- Born: Los Angeles, California, U.S.
- Education: Florida International University
- Occupations: Actress, singer, performer
- Years active: 2004–present
- Known for: Carla, In the Heights (2007) Alice, Wonderland (2011)
- Awards: Drama Desk Award (In the Heights, 2007)
- Website: www.janetdacal.com

= Janet Dacal =

American actress

Janet Dacal (/dəˈkɔːl/ də-CAWL;) born in Los Angeles, California) is an American actress, singer, and performer in musical theatre. She received the Drama Desk Award for her performance in the Broadway musical In the Heights.

== Early life ==
Dacal's parents are from the La Vibora neighborhood of Havana, Cuba, though she was born and grew up in Los Angeles. In an interview, Dacal said, "My mom says that when I was four, I would grab a brush and pretend to sing songs into a microphone . . . I was the little girl of the family, and they loved to see me dance around and make people laugh." In Los Angeles, Dacal attended a performing arts middle school and high school. Dacal moved to Miami when she was 17, where she continued to be involved in the arts. After graduating from Coral Park High School, she attend Florida International University, initially pursuing a theater degree but later switching to a communications degree. In college, she worked in the recording studios of Emilio and Gloria Estefan and eventually other Latin pop stars. She discovered her passion for theater after she performed in the Miami production of Four Guys Named Jose…and Una Mujer Named Maria.

==Career==
In 2004, Dacal made her Broadway debut in the original cast of Good Vibrations. She then originated the role of beauty salon worker Carla in the 2007 off-Broadway musical In the Heights, for which she won a Drama Desk Award. Dacal reprised this role for the musical's 2008 Broadway transfer. In addition to playing Carla, she understudied Karen Olivo as Vanessa and Mandy Gonzalez as Nina and had gone on for both roles.

She has appeared in a Musicals Tonight! concert in New York City, and also performed with the cast of In the Heights at the "Broadway in Bryant Park" festival in July 2009. She returned to In the Heights on February 19, 2010, as Nina Rosario, playing her last performance in August 2010.

Dacal appeared in the Off-Broadway production of Byzantium. Regionally, she has appeared in a South Florida production of Five Course Love, for which she received a Carbonell Award nomination.

At the 2011 Outback Bowl, held on January 1, 2011, in Tampa, Florida, Dacal performed "The Star-Spangled Banner". She participated in the Young People's Chorus fundraising gala, titled Dreamer, at the Frederick P. Rose Hall in the Lincoln Center for the Performing Arts on March 7, 2011.

Dacal then starred in several out-of-town tryouts of the musical Wonderland, for which she received encouraging reviews.

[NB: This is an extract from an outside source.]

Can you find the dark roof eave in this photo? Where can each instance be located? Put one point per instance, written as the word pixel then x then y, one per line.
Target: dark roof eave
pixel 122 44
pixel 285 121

The Sarasota Herald-Tribune wrote that she had "a strong voice and presence." Dacal reprised her role as Alice in the Broadway production of the musical at the Marquis Theatre, which began performances in March 2011. However, after negative reviews and bad ticket sales, the production closed on May 15, 2011.

From July to November 2017, Dacal starred in the limited-run musical Prince of Broadway where she was a leading performer.

From January 3, 2020, until the March 2020 coronavirus shutdown, Dacal played Dina in the national tour of The Band's Visit. She resumed playing Dina when the tour restarted in autumn 2021.

== Recordings ==
In 2007, she provided background vocals for the album Mi tiempo by Chayanne. Dacal can also be heard on the cast recordings of In the Heights (2008), Wonderland (2011), and Prince of Broadway (2018). In an interview, she stated that she hopes to collaborate on a solo album with Wonderland composer Frank Wildhorn, although no official plan has been made.